This makes sense. A non-expert cannot judge the credibility of the content, so he relies on other elements that help him estimate a source’s credibility. It’s no different than the professional wearing the $2,000 suit.

Now, you don’t want folks in $2,000 suits serving your coffee at your favorite coffeehouse, or suggesting movies at the video store. You want the person who “looks like you.” The same thing goes with websites.

Websites that rely on content created by others (such as MySpace and eBay) have realized the benefits on “ugly” design — it’s more approachable for dealing with people on a one-on-one basis.

But if I’m buying enterprise software, if I’m about to throw down $500,000, you better believe that I’m looking for “committee-driven marketing,” and I’ll be happy when I see it.

Because the Valley doesn’t understand, um, people.

Umair asks, “Why is the Valley Afraid of MySpace?”

And the answer is simple: because “the Valley” doesn’t understand people. They barely understand products. They understand engineering and technology.

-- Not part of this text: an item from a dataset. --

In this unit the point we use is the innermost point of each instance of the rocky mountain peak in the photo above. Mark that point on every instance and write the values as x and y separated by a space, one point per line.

It’s actually very much related to another post of Umair’s, where he writes,

the very definition of the term innovation is shifting to a class of players who are clearly much hungrier – like Ideo, Cheskin, Doblin, etc – and are busy redefining innovation on their own terms, as a design-driven discipline?

I would argue that those firms aren’t as “design-driven” as they are “research-driven”, and that the reason that such firms are embodying current concepts of innovation is because they endeavor to…. understand people.

In this service design world, it’s not about the products, the artifacts, the things that are made. Understanding engineering and technology does not put you ahead of the game.

In this world, it’s about grappling with the remarkable complexity and messiness of interactions, relationships, and flow between people, as mediated by these tools.

This is *exactly* what Lane is trying to get at in his new line of business at Adaptive Path. An attempt to help “the Valley” appreciate that the most important thing a business has is not its technology, but is customers, and understanding those customers is paramount.

And if they don’t, then, also in the words of Umair, they’ll get Ninged or Flocked.